French privacy laws are among the strictest in the world, and the French have long prided themselves on not prying into what politicians get up to in the bedroom - unlike the British and the Americans.
Until now, most French people would have found it distasteful for journalists to report on politicians' extra-marital affairs.
For now, relatively few French commentators have been asking whether that will change in the wake of the arrest of Dominique Strauss-Kahn, the man nicknamed the Great Seducer.
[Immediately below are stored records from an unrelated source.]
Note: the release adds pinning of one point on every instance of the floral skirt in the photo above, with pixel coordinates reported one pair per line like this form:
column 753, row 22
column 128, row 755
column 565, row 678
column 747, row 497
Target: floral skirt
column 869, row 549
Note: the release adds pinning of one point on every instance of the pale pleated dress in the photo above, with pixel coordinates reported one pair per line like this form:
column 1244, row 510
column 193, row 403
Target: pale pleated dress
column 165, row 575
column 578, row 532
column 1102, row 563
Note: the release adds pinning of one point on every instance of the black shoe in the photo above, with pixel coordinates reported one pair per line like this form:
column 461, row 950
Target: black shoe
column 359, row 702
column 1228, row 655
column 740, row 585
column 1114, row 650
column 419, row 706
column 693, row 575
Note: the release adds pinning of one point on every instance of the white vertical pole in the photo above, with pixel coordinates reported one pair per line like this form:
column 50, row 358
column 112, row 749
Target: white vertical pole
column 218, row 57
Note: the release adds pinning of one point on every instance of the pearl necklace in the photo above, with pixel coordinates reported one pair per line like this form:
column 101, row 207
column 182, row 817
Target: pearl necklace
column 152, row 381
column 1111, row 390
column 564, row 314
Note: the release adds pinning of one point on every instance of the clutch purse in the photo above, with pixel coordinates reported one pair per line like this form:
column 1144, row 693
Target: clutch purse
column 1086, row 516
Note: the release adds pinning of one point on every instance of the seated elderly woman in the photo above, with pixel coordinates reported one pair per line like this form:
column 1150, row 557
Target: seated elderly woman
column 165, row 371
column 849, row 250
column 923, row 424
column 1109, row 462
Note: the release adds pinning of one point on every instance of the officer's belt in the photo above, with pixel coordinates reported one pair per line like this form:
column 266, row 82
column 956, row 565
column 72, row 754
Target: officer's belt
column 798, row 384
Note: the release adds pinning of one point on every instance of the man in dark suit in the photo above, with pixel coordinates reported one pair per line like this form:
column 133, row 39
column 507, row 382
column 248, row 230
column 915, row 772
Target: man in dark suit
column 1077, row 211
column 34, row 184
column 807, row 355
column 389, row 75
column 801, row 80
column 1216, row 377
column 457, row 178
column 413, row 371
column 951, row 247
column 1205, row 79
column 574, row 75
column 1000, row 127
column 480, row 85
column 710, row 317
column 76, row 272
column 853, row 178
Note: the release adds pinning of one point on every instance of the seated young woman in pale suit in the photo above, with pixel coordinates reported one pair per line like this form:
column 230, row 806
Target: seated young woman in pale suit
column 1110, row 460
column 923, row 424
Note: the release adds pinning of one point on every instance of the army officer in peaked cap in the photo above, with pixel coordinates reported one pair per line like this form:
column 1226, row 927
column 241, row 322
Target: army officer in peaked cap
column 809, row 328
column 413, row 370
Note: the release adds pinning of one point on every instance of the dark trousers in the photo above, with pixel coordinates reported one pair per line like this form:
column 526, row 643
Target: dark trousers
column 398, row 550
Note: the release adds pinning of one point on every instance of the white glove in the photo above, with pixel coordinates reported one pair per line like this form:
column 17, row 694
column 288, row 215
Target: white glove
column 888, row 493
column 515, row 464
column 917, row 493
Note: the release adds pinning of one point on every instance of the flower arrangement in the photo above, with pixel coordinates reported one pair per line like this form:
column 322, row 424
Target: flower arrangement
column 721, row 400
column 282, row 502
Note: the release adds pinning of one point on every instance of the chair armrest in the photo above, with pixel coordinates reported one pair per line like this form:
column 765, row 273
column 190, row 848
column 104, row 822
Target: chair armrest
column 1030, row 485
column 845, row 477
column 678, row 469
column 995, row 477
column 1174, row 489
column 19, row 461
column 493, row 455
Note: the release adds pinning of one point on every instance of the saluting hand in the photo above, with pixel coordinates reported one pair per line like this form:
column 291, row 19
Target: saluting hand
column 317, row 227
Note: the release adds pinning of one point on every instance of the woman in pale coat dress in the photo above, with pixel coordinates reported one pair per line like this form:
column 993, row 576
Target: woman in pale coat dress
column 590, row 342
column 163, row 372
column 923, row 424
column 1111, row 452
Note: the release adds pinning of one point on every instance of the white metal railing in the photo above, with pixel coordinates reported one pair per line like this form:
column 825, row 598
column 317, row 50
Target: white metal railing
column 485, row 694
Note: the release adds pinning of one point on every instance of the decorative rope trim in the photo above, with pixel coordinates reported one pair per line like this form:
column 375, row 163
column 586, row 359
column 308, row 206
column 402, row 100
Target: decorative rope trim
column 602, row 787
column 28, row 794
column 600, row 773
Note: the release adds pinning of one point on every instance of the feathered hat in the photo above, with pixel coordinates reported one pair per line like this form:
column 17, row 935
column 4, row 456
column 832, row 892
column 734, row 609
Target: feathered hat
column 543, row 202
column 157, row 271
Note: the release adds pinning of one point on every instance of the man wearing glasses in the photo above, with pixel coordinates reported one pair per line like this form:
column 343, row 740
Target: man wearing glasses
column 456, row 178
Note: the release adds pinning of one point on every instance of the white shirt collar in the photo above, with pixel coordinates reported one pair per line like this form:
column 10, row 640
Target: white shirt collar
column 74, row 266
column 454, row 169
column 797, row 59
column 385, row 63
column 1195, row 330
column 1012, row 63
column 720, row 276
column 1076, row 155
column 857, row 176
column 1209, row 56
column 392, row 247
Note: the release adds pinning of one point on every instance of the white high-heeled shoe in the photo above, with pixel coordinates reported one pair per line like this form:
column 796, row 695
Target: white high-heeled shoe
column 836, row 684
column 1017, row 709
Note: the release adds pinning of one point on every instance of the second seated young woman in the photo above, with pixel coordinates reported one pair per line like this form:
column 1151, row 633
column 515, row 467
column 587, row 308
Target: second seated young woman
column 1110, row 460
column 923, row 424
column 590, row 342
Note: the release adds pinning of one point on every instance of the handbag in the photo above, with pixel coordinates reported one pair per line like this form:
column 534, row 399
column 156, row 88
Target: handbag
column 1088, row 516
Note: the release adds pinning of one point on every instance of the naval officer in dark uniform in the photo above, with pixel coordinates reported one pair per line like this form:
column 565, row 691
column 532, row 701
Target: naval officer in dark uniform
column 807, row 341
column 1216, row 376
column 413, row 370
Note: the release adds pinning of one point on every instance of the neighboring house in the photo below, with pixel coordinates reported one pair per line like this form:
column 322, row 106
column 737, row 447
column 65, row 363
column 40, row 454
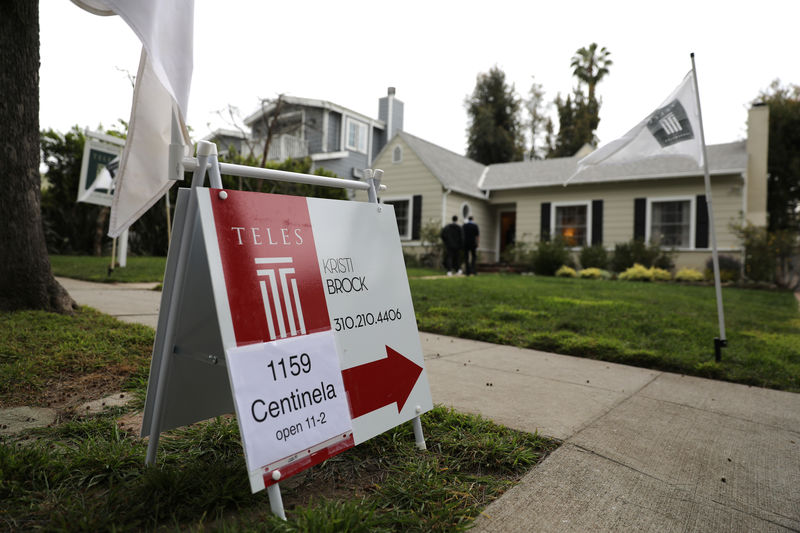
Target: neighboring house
column 657, row 200
column 334, row 137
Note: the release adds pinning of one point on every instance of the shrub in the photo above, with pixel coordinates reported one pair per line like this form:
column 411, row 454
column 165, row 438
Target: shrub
column 566, row 272
column 517, row 253
column 594, row 273
column 688, row 274
column 639, row 272
column 730, row 268
column 550, row 256
column 659, row 274
column 635, row 251
column 594, row 256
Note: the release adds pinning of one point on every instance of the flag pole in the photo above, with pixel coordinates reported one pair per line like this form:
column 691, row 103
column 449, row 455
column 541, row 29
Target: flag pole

But the French media have been reporting comment in American and British newspapers on whether Mr Strauss-Kahn's behaviour might have been different if France didn't have a convention that politicians' sex lives are off-limits.It seems thoroughly absurd to me. I have no opinion on the guilt question, but I find it absurd to put reporting on extra-marital affairs in the same box as rape. One is a serious crime; the other, while bad behaviour, isn't. One is a public matter which should lead to prosecution and reporting; the other is for his wife and her lawyers to deal with. Now, sexual harassment of and assault on female journalists (which I have seen
reports about)
are relevant; and if some misguided sense of privacy is keeping that under taps, then that is a problem. But that is again in the public category, surely; it should not be compared to Mitterand having a child with his mistress.
I am sure the reporting on this must be seen in the context of the current debate over privacy laws and superinjunctions in Britain, but someone seems to have mis-stepped quite badly.
Or I have completely misunderstood something. If so, feel free to enlighten me.